In Rekordgeschwindigkeit erreichte Logan Bradford House. "Collin!" Zielstrebig schritt er den dämmrigen Korridor

entlang. "Was soll der Lärm?" rief der Alte aus dem Esszimmer. Logan betrat den Raum, dabei ließ er im Vorbeigehen Rollos

hochschnellen. Collin saß am Kopfende des langen Mahagonitisches und sah

Logan erstaunt an. Grußlos zog Logan einen Stuhl hervor und setzte sich. "Ich

will eine Erklärung", forderte er. Betont langsam ließ Collin den Suppenlöffel sinken. "Eine

Erklärung? Wofür?" "Für das hier." Logan warf seinem Vater Suzannas Brief über

den Tisch zu. Collin blickte von dem Brief zu Logan, dann wieder auf den

Brief. Um seine Lippen spielte ein schwaches Lächeln. "So, so." Das Lächeln vertiefte sich. "Ich muss sagen, es tut gut, endlich mal wieder eine Runde zu gewinnen."
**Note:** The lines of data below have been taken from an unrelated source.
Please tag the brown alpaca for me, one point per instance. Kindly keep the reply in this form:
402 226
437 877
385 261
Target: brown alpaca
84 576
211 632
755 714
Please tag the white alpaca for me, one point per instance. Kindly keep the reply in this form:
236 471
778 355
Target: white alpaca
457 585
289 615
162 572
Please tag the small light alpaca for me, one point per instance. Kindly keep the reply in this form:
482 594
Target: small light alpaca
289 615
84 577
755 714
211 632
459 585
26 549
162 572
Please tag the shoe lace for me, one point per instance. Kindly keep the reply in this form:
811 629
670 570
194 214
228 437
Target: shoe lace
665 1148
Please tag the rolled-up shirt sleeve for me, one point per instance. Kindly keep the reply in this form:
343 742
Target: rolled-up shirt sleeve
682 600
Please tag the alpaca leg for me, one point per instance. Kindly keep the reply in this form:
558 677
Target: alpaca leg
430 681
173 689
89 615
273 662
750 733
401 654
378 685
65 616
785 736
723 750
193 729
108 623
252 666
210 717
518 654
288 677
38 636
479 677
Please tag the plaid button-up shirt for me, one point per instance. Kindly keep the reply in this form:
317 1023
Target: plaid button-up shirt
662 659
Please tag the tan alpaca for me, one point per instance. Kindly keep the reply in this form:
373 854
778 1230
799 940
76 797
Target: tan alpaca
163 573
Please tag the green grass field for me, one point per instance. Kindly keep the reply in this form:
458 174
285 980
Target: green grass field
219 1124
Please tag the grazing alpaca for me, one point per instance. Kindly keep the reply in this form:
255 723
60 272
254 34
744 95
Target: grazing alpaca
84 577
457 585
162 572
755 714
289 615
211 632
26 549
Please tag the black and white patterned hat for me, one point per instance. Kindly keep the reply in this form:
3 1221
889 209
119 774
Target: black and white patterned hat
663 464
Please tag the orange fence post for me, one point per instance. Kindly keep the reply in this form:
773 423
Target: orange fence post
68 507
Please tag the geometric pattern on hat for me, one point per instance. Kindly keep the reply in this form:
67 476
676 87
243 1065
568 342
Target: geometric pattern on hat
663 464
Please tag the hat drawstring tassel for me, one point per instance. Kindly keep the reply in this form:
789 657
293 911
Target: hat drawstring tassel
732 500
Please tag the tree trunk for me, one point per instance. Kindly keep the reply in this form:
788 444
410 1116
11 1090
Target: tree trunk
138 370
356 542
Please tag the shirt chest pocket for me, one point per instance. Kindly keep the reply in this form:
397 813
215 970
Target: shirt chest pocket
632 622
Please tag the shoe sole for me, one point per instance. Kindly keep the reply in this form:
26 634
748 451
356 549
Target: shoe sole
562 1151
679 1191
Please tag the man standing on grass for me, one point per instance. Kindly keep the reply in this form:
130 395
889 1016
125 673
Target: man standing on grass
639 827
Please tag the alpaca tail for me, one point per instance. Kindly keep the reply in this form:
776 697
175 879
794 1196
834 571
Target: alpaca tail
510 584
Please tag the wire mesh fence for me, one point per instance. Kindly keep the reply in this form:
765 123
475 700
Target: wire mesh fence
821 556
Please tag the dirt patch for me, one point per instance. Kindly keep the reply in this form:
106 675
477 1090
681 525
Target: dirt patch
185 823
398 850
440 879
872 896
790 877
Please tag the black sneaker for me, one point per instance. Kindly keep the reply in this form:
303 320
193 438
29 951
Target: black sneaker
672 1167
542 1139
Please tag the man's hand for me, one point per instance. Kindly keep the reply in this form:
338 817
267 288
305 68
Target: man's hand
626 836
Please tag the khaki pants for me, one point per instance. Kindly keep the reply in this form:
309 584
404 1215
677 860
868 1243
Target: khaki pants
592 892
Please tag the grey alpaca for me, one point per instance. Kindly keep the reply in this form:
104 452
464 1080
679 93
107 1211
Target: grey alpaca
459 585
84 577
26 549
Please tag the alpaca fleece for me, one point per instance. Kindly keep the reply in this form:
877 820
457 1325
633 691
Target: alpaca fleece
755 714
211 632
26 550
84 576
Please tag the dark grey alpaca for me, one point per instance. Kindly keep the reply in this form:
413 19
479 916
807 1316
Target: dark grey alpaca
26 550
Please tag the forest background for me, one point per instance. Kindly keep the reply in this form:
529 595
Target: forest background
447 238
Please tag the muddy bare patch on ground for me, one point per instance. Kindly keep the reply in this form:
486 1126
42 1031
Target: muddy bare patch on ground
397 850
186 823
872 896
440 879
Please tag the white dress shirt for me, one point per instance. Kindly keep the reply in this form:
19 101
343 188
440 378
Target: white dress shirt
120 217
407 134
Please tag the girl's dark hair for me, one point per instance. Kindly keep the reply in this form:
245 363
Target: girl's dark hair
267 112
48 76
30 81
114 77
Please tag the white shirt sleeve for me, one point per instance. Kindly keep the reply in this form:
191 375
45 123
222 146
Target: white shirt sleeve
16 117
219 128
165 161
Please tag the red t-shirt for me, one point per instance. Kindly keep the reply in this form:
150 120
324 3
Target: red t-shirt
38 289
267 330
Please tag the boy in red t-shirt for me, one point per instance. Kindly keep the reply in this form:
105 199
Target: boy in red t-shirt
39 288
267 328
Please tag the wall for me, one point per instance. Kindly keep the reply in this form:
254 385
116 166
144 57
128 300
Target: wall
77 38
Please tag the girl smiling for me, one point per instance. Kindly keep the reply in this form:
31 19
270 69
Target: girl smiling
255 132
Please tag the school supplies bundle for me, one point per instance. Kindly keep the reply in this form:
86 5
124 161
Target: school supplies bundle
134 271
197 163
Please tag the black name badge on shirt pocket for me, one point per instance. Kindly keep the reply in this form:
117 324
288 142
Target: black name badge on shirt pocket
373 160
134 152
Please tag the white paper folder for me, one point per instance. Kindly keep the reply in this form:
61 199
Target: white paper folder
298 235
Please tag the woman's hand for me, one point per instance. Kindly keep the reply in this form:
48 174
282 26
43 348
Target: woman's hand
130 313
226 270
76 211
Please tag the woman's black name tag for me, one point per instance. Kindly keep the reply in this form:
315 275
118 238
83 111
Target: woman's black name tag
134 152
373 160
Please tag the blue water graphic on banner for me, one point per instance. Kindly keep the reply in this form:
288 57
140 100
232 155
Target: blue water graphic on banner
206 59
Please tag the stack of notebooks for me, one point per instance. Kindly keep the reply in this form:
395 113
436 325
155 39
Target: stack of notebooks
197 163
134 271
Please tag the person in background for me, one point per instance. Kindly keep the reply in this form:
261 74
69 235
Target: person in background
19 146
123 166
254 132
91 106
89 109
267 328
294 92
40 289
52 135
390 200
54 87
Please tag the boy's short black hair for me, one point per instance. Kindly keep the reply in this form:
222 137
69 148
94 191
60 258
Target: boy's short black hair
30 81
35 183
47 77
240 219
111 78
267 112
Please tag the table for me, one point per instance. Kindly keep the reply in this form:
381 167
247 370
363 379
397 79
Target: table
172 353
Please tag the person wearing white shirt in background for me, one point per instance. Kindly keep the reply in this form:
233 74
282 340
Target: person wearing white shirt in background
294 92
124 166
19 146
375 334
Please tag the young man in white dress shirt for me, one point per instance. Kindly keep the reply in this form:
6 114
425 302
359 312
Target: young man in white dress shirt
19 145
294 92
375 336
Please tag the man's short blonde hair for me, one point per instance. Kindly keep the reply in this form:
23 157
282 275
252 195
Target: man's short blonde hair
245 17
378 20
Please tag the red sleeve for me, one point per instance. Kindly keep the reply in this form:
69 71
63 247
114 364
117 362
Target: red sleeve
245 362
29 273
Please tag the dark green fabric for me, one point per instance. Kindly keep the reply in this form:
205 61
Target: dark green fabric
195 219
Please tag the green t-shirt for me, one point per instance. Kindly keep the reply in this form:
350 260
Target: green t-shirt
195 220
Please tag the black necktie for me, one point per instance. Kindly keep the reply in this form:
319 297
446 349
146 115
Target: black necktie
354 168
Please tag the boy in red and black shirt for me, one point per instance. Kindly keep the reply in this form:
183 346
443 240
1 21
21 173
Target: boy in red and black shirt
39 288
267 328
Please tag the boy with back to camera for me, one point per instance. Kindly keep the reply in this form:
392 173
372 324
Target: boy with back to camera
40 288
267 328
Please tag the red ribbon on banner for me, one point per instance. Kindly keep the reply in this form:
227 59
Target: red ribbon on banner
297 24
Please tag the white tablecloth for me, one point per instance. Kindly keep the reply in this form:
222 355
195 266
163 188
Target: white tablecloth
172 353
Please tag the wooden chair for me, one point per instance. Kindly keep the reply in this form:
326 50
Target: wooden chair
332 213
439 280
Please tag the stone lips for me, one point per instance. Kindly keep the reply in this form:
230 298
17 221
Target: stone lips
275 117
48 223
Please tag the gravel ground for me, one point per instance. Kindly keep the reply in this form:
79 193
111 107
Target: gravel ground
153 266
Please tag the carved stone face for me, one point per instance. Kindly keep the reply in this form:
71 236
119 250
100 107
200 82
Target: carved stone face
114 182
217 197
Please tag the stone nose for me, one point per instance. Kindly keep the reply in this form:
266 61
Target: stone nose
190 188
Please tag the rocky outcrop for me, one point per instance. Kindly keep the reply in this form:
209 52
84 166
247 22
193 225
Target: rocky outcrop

Logan ließ die Faust so heftig auf den Tisch krachen, dass Collins Suppe überschwappte. "Und was für eine Runde hast du gewonnen, Vater? Los, raus mit der Sprache. Ich will es wissen."

Gelassen wischte Collin sich den Mund mit der Serviette ab und legte sie neben die Suppenschale. "Den Kampf um den Jungen natürlich. Deswegen haben wir uns doch auf den Wettstreit mit Suzanna Keating eingelassen, oder etwa nicht?"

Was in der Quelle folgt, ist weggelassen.